PHYS 210 General Physics I (4 units)

The first semester of a two-semester sequence of algebra/trigonometry-based physics. Designed for students majoring in certain fields of letters and science, and required of those planning to enter medicine, dentistry, pharmacy, optometry, agriculture or forestry. Covers mechanics, fluids, waves and thermodynamics. The laboratory portion covers measurement and analysis of phenomena discussed in lecture.

PHYS 211 General Physics I-Calculus Supplement (1 units)

Further depth and application of calculus to topics in PHYS 210. Examples include derivatives and integrals of equations of motion, work done by a variable force, and torque as a cross product. Required of some pre-medical, biology, and architecture students.

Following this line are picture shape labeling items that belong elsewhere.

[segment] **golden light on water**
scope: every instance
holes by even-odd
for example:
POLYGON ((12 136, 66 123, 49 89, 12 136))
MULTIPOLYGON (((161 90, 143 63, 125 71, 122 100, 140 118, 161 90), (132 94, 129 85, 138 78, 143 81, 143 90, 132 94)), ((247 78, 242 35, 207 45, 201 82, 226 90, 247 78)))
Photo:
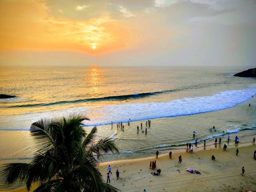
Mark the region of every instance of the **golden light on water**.
POLYGON ((92 66, 89 69, 90 87, 91 91, 94 94, 97 95, 100 93, 100 85, 102 82, 102 74, 99 67, 97 66, 92 66))

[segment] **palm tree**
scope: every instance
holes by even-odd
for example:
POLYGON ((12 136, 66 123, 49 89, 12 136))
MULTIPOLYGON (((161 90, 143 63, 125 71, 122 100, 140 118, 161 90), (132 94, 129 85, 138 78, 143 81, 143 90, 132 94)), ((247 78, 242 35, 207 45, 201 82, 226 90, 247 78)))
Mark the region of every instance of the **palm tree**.
POLYGON ((26 182, 28 191, 38 182, 35 192, 118 191, 103 180, 94 156, 118 150, 109 138, 95 141, 96 127, 87 134, 84 120, 90 120, 76 113, 33 123, 30 131, 38 150, 28 164, 5 165, 1 173, 5 181, 26 182))

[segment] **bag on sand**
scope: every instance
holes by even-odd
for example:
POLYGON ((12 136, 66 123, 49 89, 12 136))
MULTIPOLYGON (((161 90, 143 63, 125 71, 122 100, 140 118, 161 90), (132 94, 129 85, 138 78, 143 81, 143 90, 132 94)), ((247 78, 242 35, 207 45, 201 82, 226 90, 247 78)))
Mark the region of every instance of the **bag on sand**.
POLYGON ((193 171, 193 169, 191 169, 190 168, 187 169, 187 171, 190 172, 191 173, 194 173, 194 171, 193 171))

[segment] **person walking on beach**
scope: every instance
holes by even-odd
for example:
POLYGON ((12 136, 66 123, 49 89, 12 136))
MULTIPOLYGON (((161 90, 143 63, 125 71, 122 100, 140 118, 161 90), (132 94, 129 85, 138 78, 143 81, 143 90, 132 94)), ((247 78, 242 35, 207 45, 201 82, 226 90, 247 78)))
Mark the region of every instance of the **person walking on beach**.
POLYGON ((115 172, 115 175, 116 175, 116 180, 118 180, 119 179, 119 172, 118 172, 118 169, 117 169, 116 172, 115 172))
POLYGON ((223 149, 224 151, 227 150, 227 145, 225 144, 224 144, 224 146, 223 147, 223 149))
POLYGON ((156 158, 158 158, 158 155, 159 155, 159 152, 158 152, 158 150, 156 151, 156 158))
POLYGON ((111 173, 111 174, 112 174, 112 172, 111 172, 111 168, 110 167, 110 165, 108 165, 108 174, 109 174, 109 173, 111 173))
POLYGON ((182 160, 181 157, 181 155, 180 155, 179 156, 179 162, 178 162, 178 163, 179 163, 179 164, 180 164, 182 161, 182 160))
POLYGON ((217 137, 216 138, 215 138, 215 142, 214 143, 214 144, 215 145, 217 145, 217 137))
POLYGON ((244 170, 244 167, 242 167, 242 173, 241 175, 243 176, 243 174, 244 174, 244 172, 245 172, 245 170, 244 170))
POLYGON ((109 182, 109 183, 110 183, 110 175, 109 175, 109 173, 107 174, 107 183, 108 183, 108 182, 109 182))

PHYS 220 General Physics II (4 units)

The second semester of a two-semester sequence of algebra/trigonometry-based physics. Designed for students majoring in certain fields of letters and science, and required of those planning to enter medicine, dentistry, pharmacy, optometry, agriculture or forestry. Covers electricity, magnetism, light and modern physics. The laboratory portion covers measurement and analysis of phenomena discussed in lecture.

PHYS 221 Gen Physics II - Calculus Supplement (1 units)

Further depth and application of calculus to topics in PHYS 220. Examples include surface integrals for Gauss’s Law, line integrals for Ampere’s Law, classical wave equation. Required of some premedical, biology, and architecture students.

PHYS 250 Physics with Calculus I (4 units)

The first semester of a three semester sequence of calculus-based physics. Designed to give students majoring in engineering, physics or chemistry a thorough foundation in the fundamentals of physics. Covers Newtonian mechanics including gravitation and mechanical oscillations. The laboratory portion covers measurement and analysis of phenomena discussed in lecture.

PHYS 260 Physics with Calculus II (4 units)

The second semester of a three semester sequence of calculus-based physics (may also be taken as the third semester). Designed to give students majoring in engineering, physics or chemistry a thorough foundation in the fundamentals of physics. Covers electricity, magnetism and electromagnetic waves. The laboratory portion covers measurement and analysis of phenomena discussed in lecture.

PHYS 270 Physics with Calculus III (4 units)

The third semester of a three semester sequence of calculus-based physics (may also be taken directly after PHYS 250). Designed to give students majoring in engineering, physics or chemistry a thorough foundation in the fundamentals of physics. Covers fluids, thermodynamics, waves & light and modern physics. The laboratory portion covers measurement and analysis of phenomena discussed in lecture.

PHYS 695 Independent Study in Physics (0.5- 3 units)

Designed for students who are interested in furthering their knowledge via self-paced, individualized instruction provided in selected areas or directed study to be arranged with instructor and approved by the division dean using the Independent Study Form. Varying modes of instruction can be used -- laboratory, research, skill development, etc. For each unit earned, students are required to devote three hours per week throughout the semester. Students may take only one Independent Study course within a given discipline.